A graduate of the University of Maine-Presque Isle where he first met Holmes, Brown played basketball at UMPI and was coaching that sport and baseball for eighth-graders when Holmes asked him to help out with a growing field hockey program.

“I said I didn’t know anything about it (field hockey) and he said `Neither do I.’ That’s when I decided it would be all right,” Brown said.

The two agreed their relationship has been a special one. “It’s been just like having a brother; but a brother you never argued or disagreed with,” Holmes said.

Brown’s most special memory is an early one – the year Belfast won Eastern Maine’s first-ever Class B regional championship.

“I remember that first state championship game,” he said. “Belfast lost 2-1 (to Livermore Falls) and, at that time, the coaches could make a little speech when it was all over. Allen made his speech, congratulating the other team on its victory, and then said `We’ll be back for this game next year.’ I was amazed.

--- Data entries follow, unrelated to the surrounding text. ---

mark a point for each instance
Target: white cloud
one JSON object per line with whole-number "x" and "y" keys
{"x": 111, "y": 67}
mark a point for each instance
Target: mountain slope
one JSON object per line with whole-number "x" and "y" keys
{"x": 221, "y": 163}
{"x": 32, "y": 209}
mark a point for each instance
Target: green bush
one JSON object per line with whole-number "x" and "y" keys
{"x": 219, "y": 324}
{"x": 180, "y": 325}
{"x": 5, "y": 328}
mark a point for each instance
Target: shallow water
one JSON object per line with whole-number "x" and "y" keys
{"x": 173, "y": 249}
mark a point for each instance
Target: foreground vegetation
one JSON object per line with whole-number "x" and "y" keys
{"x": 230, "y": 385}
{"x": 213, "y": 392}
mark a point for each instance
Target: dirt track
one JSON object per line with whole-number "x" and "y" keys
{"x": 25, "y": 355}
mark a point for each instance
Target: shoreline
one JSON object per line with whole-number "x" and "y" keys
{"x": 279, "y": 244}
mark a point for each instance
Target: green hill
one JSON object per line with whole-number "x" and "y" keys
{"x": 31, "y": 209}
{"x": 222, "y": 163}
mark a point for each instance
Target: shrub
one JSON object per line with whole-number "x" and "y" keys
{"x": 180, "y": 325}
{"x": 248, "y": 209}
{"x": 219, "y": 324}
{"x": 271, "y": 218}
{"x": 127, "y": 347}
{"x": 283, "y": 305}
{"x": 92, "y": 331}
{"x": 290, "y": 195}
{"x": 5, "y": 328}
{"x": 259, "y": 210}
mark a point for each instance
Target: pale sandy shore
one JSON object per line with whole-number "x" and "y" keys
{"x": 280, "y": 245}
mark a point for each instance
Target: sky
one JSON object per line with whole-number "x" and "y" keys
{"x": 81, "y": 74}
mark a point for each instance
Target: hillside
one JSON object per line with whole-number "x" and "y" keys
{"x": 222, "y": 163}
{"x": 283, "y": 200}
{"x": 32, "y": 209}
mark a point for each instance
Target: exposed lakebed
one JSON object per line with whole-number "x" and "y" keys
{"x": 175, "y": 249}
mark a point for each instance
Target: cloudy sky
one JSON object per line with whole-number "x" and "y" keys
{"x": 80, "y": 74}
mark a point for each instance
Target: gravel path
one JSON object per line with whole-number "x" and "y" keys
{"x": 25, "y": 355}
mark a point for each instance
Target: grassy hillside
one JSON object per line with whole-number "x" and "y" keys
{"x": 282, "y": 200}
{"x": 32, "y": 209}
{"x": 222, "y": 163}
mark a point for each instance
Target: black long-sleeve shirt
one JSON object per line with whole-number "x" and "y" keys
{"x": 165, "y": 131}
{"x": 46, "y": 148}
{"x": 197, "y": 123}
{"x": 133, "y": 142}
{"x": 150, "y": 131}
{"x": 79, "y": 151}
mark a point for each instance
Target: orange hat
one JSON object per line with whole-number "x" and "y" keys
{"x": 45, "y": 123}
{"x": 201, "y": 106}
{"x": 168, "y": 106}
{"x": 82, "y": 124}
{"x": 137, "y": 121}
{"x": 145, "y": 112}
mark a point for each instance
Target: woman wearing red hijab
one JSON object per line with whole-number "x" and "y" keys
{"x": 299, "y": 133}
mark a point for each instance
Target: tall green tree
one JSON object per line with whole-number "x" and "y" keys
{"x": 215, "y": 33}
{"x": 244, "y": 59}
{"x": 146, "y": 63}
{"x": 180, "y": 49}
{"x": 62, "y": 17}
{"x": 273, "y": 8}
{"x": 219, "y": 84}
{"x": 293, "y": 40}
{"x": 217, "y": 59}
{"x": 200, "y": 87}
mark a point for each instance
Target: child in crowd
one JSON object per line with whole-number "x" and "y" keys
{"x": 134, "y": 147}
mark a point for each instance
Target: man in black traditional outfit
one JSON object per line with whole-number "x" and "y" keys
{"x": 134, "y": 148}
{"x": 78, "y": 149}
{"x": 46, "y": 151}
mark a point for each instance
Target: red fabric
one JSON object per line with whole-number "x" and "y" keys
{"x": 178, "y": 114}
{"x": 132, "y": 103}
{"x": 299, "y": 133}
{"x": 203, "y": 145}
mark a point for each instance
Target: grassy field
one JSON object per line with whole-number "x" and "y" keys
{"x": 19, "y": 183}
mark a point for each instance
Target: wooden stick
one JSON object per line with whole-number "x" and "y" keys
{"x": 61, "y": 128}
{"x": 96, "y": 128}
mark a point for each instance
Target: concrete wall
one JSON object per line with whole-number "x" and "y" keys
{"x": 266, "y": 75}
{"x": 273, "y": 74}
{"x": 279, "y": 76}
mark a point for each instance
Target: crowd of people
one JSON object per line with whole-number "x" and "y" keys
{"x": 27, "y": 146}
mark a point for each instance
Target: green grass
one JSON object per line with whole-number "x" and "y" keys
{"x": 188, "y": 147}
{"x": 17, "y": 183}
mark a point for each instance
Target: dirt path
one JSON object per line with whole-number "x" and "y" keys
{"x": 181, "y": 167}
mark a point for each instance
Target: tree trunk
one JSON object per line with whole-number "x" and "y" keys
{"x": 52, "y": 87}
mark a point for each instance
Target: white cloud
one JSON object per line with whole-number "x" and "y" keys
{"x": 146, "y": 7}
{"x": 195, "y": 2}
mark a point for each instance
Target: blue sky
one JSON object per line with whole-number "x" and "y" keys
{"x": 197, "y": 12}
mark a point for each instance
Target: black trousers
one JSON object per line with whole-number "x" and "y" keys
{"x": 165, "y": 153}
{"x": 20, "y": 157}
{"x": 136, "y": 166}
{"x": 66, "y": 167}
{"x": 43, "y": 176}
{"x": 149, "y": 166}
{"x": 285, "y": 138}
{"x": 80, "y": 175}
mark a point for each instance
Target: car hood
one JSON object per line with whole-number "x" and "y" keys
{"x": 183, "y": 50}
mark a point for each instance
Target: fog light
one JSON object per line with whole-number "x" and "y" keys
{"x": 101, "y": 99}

But he was right.”

Brown and Holmes suspect they may have had one of the longest coaching associations in Maine high school sports.

“He brought an awful lot to the program,” Holmes said. “He brought humor, respect, organization and sportsmanship.”

Holmes had started Belfast field hockey in 1973 and Brown joined him in 1975 when the program reached the point that one coach was not enough.

“I didn’t have a hard time talking him into it,” Holmes siad. “We think a lot the same, and we had helped each other whenever it was needed. We thought we’d have a good time, and we were right.”

Holmes did say it was “tough on the kids” to lose Brown. “You just can’t replace him,”he said. “We’ll find someone else to take over the junior varsity program and be the assistant, but we can’t replace Bob.”